Net income for the quarter ended Oct. 30 was $303 million, or 48 cents a share, down from $307 million, or 44 cents, a year earlier, the Gap said in a statement Thursday. Revenue increased 1.8% to $3.65 billion.
Gap failed to capitalize on a recent uptick in U.S. consumer spending, which increased in the third quarter at its fastest pace in almost four years. While Gap's overseas same-store sales rose 3% from a year earlier, Old Navy comparable-store sales fell 2%.
The company had been expected to earn 48 cents a share on $3.62 billion in sales, the average analyst estimates in a Thomson Reuters poll.
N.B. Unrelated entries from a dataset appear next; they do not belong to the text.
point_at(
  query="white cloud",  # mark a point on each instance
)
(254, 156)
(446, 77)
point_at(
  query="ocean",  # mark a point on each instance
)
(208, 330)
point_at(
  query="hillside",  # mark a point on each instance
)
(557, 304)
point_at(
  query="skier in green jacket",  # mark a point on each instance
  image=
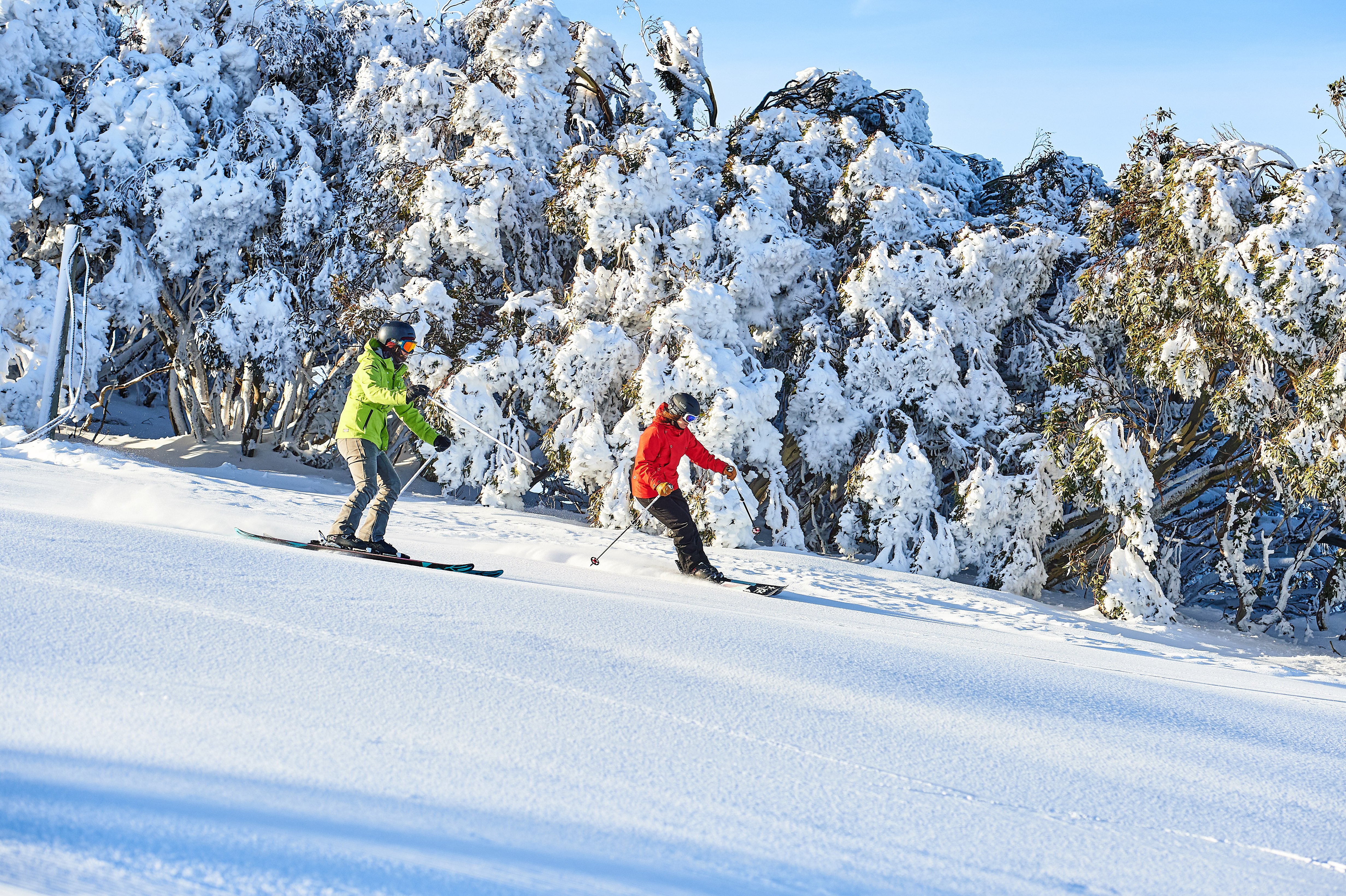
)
(363, 437)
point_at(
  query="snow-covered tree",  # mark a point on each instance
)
(914, 357)
(1215, 313)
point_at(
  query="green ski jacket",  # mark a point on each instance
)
(376, 389)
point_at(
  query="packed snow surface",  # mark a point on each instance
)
(185, 711)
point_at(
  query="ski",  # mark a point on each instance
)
(404, 560)
(753, 587)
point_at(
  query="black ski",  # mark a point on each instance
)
(403, 560)
(753, 587)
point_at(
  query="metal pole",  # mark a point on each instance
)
(417, 474)
(752, 516)
(639, 514)
(443, 407)
(57, 340)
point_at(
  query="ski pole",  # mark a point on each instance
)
(752, 516)
(641, 513)
(443, 407)
(417, 474)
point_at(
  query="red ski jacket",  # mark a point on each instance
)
(663, 446)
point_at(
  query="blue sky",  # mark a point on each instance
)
(997, 73)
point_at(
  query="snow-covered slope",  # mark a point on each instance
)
(184, 711)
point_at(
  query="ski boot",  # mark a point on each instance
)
(709, 574)
(349, 543)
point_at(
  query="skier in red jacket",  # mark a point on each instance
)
(655, 479)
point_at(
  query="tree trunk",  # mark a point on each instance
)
(248, 440)
(176, 414)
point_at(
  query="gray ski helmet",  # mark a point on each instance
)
(395, 331)
(683, 404)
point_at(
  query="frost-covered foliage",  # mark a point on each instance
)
(892, 340)
(1209, 403)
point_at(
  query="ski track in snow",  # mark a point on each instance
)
(189, 712)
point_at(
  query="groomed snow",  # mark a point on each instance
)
(184, 711)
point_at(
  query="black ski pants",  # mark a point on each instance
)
(676, 516)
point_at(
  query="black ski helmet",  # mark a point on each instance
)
(683, 404)
(395, 331)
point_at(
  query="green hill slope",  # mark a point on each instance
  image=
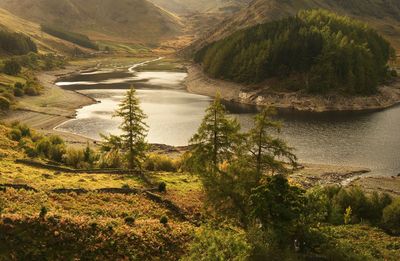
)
(383, 15)
(316, 50)
(188, 6)
(123, 20)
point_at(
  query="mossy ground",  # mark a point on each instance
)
(94, 225)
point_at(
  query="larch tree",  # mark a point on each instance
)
(216, 139)
(268, 154)
(134, 129)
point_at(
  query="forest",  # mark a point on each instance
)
(16, 43)
(316, 51)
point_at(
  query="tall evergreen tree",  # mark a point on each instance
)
(267, 153)
(216, 139)
(134, 129)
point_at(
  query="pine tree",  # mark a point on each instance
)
(134, 129)
(216, 139)
(268, 154)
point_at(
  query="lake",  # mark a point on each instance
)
(365, 139)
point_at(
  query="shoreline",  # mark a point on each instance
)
(199, 83)
(53, 107)
(61, 105)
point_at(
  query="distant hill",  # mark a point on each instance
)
(383, 15)
(315, 51)
(44, 41)
(188, 6)
(122, 20)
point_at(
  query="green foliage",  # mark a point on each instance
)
(218, 245)
(318, 50)
(232, 164)
(130, 220)
(162, 187)
(164, 220)
(12, 67)
(347, 216)
(18, 92)
(335, 201)
(16, 43)
(52, 147)
(72, 37)
(4, 104)
(391, 217)
(278, 206)
(43, 213)
(131, 144)
(216, 139)
(75, 158)
(265, 149)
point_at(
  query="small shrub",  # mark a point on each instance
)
(162, 187)
(130, 220)
(31, 91)
(164, 220)
(214, 244)
(19, 85)
(74, 158)
(391, 217)
(4, 103)
(15, 135)
(125, 186)
(155, 162)
(347, 216)
(12, 67)
(43, 213)
(18, 92)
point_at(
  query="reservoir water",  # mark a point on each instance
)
(366, 139)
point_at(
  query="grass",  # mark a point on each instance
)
(370, 242)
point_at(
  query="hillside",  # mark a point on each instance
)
(383, 15)
(189, 6)
(315, 51)
(124, 20)
(44, 41)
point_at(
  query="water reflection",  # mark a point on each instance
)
(358, 139)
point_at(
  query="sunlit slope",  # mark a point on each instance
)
(383, 15)
(122, 20)
(187, 6)
(44, 41)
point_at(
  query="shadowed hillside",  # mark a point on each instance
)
(124, 20)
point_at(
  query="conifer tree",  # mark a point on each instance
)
(267, 153)
(134, 129)
(216, 139)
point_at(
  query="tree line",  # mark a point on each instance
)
(16, 43)
(316, 50)
(256, 212)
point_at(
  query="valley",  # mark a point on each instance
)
(129, 130)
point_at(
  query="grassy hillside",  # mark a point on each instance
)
(44, 41)
(383, 15)
(123, 20)
(189, 6)
(90, 225)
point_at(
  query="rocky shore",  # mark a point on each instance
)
(261, 95)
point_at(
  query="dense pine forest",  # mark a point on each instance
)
(315, 50)
(16, 43)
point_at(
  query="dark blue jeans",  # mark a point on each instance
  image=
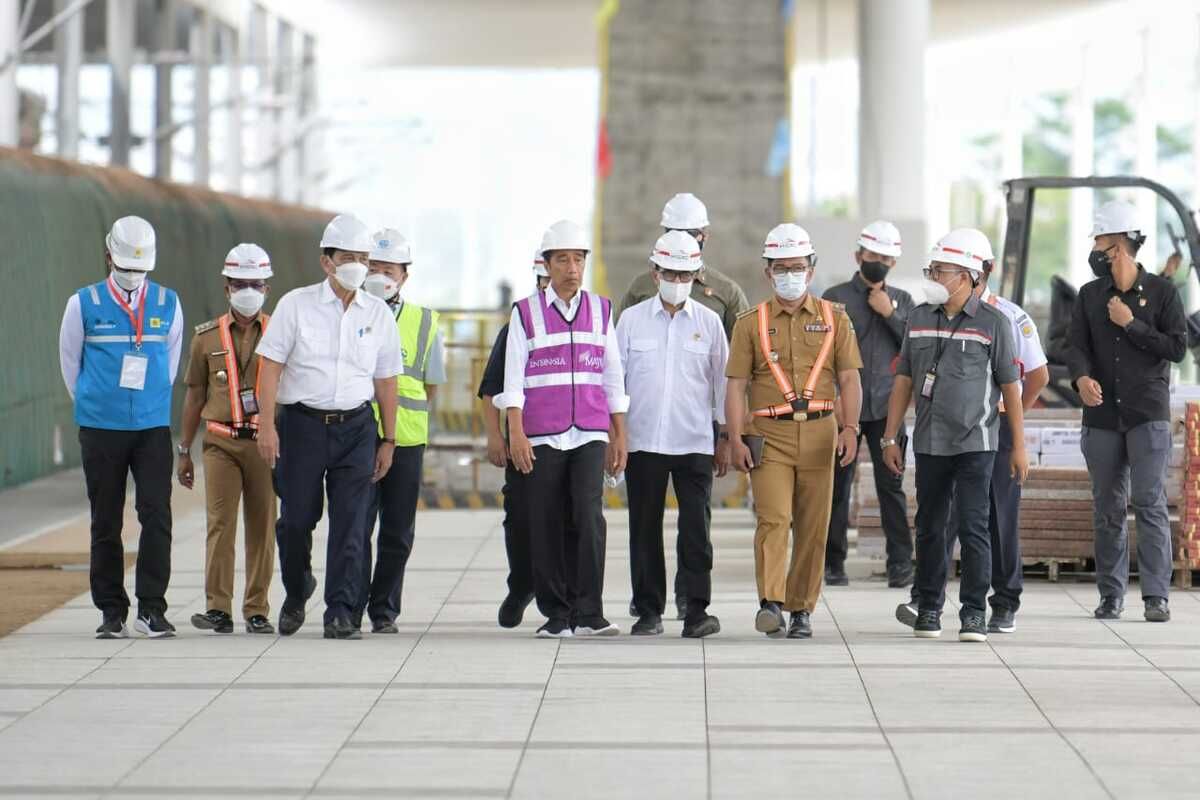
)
(964, 480)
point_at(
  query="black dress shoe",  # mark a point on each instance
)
(1157, 611)
(837, 578)
(801, 626)
(701, 626)
(341, 629)
(1110, 607)
(513, 609)
(291, 620)
(214, 620)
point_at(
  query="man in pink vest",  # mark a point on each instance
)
(564, 390)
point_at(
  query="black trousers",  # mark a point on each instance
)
(893, 503)
(316, 458)
(108, 458)
(574, 480)
(394, 505)
(646, 477)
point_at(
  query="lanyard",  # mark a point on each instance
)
(142, 308)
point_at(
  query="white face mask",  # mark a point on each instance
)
(791, 286)
(247, 302)
(673, 293)
(129, 281)
(351, 275)
(381, 286)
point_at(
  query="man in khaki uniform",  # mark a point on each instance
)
(222, 389)
(795, 354)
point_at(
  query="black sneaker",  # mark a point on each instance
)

Earlier this month, the company said fiscal third-quarter earnings per share would be 47 cents to 48 cents a share.
Gap CEO Glenn Murphy said last month that same-store sales for the quarter would likely fall on stagnating North American sales, TheStreet reported. Gap, whose same-store sales goal was between flat and a 5% increase, had been showing comparable-store sales that "are not in that bend," TheStreet reported, citing Murphy. Gap's September same-store sales fell 2% from a year earlier, while October same-store sales were up 2%.
Earlier in October, the company said it was reinstating its old logo just one week after unveiling a new logo that was widely panned. Gap, which had used the old logo for two decades, compounded the problem by soliciting suggestions from the public for new logo ideas without saying whether the company would pay for the design work.
Gap shares fell 2.7% to $20.35 at 4:10 Eastern time Thursday.